Gallmann sagt zudem über die mögliche weitere Entwicklung zwar, daß es zunächst mehr Varianten geben könnte, und fährt dann fort: „In Phase zwei, wenn die Emotionen etwas abgeebbt sind, legt man dann eine allein gültige fest. Je nachdem, was sich durchsetzt.“
Demgegenüber findet man im 4. Bericht der Rechtschreibkommission (erschienen Anfang 2004) folgende Aussage (Seite 13): „Fazit: Die Kommission schließt nicht aus, dass in Zukunft auf manche Variantenschreibungen verzichtet werden kann. Das wird vor allem solche Varianten betreffen, die lediglich ein Zugeständnis an gespeicherte Schreibschemata der alten Rechtschreibung darstellen. Nach Meinung der Kommission sind aber auch derartige Variantenschreibungen Ausdruck der orthografischen Entwicklung und im Hinblick auf die Neuregelung ausreichend bedacht worden. Die Kommission verweist auf den notwendigen Umgewöhnungsprozess und schlägt vor, zum jetzigen Zeitpunkt noch keine Variantenschreibungen zu streichen.“


Kommentar von R. M., verfaßt am 23.03.2005 um 19.09 Uhr  
Adresse: http://www.sprachforschung.org/index.php?show=news&id=226#497

Wenn Augst oder Gallmann von Varianten sprechen, die sich durchsetzen, meinen sie stets Varianten, die (mit den erprobten Mitteln) durchgesetzt werden.

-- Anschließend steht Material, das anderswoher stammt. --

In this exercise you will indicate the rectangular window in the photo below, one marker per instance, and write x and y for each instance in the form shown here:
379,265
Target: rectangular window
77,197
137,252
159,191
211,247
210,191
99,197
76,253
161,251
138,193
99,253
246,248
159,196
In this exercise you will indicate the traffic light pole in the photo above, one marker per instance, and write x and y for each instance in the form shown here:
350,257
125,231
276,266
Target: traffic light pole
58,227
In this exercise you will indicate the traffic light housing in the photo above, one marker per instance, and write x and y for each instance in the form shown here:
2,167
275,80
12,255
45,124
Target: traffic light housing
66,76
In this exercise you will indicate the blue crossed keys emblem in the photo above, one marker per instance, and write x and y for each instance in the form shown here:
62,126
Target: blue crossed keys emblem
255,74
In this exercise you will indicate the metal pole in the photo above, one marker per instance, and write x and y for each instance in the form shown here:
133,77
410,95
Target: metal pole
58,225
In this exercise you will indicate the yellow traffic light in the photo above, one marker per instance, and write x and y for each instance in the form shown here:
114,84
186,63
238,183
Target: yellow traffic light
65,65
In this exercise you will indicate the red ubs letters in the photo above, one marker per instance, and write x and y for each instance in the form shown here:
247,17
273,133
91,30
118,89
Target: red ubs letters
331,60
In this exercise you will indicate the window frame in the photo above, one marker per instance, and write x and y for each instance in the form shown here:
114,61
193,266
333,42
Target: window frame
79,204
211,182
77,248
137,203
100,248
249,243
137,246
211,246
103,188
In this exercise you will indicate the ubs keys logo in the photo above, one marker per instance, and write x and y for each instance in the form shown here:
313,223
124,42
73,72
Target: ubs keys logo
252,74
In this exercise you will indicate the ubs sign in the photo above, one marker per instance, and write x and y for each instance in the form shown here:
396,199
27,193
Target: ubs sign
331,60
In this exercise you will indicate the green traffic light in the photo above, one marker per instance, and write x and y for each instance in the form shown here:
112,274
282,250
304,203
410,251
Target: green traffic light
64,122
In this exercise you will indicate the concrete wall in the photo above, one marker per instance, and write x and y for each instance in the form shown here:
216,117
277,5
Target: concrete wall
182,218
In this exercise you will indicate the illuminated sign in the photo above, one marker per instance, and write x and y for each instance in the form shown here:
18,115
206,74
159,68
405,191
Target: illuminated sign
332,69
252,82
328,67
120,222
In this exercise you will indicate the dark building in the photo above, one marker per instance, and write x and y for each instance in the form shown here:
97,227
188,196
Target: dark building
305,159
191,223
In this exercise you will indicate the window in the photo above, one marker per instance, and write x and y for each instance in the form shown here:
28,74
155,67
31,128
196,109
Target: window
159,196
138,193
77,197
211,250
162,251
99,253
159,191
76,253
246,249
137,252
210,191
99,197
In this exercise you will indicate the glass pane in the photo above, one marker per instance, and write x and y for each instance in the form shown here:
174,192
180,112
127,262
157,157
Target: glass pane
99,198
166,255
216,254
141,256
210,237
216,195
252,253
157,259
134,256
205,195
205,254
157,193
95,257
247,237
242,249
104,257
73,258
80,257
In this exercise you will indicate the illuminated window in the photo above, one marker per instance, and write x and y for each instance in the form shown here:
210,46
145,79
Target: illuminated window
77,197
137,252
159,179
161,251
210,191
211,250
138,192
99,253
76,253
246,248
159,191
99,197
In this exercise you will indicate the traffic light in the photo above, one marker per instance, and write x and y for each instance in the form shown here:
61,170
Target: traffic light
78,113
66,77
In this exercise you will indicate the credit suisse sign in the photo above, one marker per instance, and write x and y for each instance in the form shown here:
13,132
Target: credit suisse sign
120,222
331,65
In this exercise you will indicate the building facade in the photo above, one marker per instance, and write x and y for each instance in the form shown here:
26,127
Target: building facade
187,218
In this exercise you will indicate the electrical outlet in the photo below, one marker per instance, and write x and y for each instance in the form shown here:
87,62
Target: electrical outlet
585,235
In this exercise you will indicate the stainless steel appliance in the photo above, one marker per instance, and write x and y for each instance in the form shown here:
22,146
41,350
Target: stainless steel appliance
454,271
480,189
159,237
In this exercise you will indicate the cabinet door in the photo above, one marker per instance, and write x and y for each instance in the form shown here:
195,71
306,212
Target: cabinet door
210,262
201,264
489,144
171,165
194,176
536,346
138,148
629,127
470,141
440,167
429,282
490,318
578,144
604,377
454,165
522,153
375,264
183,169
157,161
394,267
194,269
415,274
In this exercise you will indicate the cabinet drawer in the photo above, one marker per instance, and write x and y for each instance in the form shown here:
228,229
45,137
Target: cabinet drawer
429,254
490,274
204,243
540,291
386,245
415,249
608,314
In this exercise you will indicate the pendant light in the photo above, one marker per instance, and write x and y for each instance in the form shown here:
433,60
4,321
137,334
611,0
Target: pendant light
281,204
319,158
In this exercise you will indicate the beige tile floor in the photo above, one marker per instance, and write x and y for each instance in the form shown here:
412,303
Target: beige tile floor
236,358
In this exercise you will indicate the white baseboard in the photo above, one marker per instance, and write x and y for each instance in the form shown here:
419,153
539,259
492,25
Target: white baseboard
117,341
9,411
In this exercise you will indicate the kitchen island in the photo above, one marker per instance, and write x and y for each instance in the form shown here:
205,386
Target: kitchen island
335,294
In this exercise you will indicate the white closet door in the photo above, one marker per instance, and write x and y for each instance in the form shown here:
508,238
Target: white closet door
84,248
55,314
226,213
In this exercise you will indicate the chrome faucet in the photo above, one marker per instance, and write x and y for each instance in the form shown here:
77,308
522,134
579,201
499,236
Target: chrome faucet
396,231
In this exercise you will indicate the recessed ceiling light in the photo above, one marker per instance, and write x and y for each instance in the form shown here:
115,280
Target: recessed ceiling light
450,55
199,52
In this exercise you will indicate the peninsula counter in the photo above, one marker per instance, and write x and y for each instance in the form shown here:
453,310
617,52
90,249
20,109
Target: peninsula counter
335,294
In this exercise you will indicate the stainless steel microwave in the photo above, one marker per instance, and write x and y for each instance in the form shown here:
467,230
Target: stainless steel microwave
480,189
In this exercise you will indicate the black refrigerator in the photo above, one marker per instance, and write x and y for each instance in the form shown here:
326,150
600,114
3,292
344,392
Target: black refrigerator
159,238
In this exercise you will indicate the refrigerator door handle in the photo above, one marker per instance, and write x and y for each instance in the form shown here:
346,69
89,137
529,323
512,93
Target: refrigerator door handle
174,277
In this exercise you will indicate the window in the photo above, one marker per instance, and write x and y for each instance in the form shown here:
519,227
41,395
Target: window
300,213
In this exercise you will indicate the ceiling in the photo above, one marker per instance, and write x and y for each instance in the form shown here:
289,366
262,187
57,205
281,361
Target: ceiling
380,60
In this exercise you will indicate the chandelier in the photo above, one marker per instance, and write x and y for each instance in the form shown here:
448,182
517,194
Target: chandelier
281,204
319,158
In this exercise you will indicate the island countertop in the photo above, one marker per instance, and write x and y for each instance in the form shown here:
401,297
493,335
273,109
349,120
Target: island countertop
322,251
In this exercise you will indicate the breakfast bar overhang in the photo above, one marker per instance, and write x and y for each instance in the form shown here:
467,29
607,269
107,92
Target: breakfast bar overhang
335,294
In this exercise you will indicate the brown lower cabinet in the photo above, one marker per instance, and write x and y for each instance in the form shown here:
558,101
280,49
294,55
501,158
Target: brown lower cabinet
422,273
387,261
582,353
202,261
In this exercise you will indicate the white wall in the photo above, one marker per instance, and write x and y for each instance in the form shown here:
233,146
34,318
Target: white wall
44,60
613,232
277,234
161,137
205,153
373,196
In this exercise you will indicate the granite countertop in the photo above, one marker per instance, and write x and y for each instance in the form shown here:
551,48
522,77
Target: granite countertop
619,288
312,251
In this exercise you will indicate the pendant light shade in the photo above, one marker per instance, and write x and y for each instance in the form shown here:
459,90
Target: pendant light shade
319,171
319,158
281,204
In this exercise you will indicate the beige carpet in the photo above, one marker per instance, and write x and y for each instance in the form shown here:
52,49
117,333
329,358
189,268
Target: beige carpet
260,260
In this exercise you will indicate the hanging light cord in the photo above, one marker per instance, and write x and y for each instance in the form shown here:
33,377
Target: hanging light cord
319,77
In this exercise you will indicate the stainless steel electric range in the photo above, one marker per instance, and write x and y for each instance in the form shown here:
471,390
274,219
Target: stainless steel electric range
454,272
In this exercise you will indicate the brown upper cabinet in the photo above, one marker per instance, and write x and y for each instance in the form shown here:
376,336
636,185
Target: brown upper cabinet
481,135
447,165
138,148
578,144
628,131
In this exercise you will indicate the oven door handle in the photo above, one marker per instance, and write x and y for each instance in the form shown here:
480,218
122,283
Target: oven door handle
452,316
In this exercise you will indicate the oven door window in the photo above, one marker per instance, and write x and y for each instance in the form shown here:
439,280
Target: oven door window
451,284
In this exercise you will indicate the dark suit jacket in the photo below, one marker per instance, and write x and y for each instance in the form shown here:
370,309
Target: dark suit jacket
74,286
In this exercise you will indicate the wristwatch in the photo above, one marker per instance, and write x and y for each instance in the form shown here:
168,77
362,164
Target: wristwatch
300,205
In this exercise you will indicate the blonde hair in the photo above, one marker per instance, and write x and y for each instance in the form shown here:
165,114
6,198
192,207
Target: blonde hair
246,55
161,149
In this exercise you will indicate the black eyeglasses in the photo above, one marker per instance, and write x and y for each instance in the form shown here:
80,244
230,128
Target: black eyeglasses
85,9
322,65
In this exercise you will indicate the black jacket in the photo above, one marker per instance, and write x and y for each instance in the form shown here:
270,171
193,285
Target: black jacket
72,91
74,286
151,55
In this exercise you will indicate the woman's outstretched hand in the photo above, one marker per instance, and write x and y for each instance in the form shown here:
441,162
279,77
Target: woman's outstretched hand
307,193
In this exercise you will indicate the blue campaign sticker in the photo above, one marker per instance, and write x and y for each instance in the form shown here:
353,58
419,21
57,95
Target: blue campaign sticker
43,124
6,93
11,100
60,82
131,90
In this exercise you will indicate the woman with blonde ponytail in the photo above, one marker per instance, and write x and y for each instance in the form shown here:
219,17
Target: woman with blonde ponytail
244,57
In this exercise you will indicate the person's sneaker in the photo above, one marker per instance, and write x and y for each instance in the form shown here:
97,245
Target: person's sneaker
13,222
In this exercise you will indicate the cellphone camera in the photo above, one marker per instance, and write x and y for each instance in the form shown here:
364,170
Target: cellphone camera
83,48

Kommentar von Konrad Schultz, verfaßt am 29.03.2005 um 21.53 Uhr  
Adresse: http://www.sprachforschung.org/index.php?show=news&id=226#522

Was kann man bei solchen Beiträgen bei der Zeitung ausrichten? Ich selbst hatte Kontakt zur "Thüringer Allgemeinen" gesucht, der automatisch über die Leserbriefredaktion gelenkt wird. Also habe ich einen Leserbrief im Sinne meines Beitrages vom 22. März verfaßt, mir sind keine Reaktionen darauf bekannt geworden. Mir wurde aber von einer Mitarbeiterin einer anderen Zeitung gesagt, daß dort Leserbriefe ignoriert würden, deren Verfasser nicht Abonnent der betreffenden Zeitung sei.